Grâce aux jeux, les participants peuvent prendre conscience de leurs perspectives et de leurs processus de décision, ce qui permet l’identification d’objectifs compatibles.Les jeux offrent aux participants, jouant leur propre rôle ou celui de quelqu’un d’autre, l’occasion de vivre l’expérience de la prise de décision et de ses conséquences hypothétiques, rendant ainsi les leçons apprises plus significatives. La méthode a connu un succès particulier en 2018, lorsque, après deux ans d’impasse, un jeu de ce type a permis aux participants de parvenir à un accord sur la gestion des paysages forestiers intacts dans le bassin du Congo. C’est à Brazzaville en 2017 que les experts convoqués par le Forest Stewardship Council ont utilisé un jeu pour débloquer des négociations qui duraient depuis deux ans. L’enjeu de la négociation était la définition d’indicateurs et de règles de gestion des forêts intactes dans les concessions certifiées FSC de la région. Le jeu MineSet a permis aux représentants des gouvernements, des populations locales et des peuples autochtones, des entreprises certifiées et des ONG de conservation de mieux se comprendre et de trouver un accord en seulement trois jours, alors que la situation paraissait définitivement bloquée. Elaboré par des acteurs sur le terrain avec l’aide des scientifiques du projet CoForSet, financé par le Fonds français pour l’environnement mondial (FFEM) et la Fondation pour la recherche sur la biodiversité (FRB), ce jeu représente, sur une durée de 10 ans et à l’échelle régionale, les interactions entre processus écologiques, stratégies individuelles, et facteurs externes tels que la démographie, les changements de gouvernance et les fluctuations du marché international. « Si la méthode a fonctionné c’est qu’elle a mis les décideurs en situation de créer des stratégies gagnantes pour tous là, où il n’y avait avant que des intérêts divergents », souligne Claude Garcia.
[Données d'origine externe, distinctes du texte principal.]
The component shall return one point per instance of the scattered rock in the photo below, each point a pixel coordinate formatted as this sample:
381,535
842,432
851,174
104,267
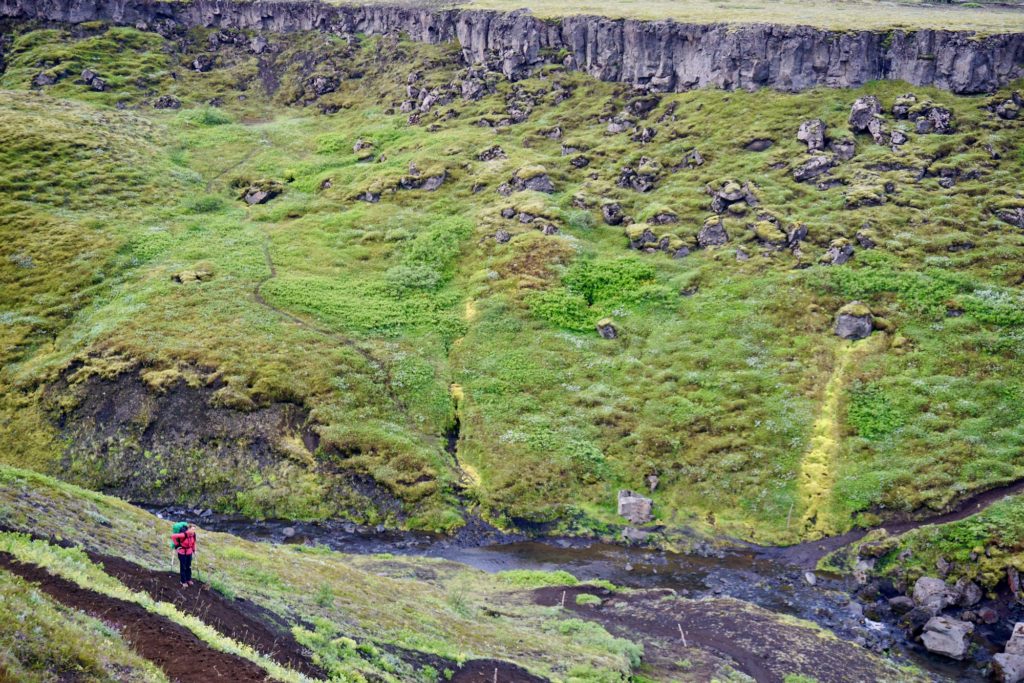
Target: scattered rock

« Plutôt que de faire aveuglément confiance à l’intelligence artificielle pour identifier les décisions que nous devrions prendre, nous préférons parier sur l’intelligence collective», déclare Claude Garcia à propos de cette méthode innovante et pourtant peu technologique. « C’est une approche très anthropocentrée. Mais après tout, nous vivons dans l’Anthropocène».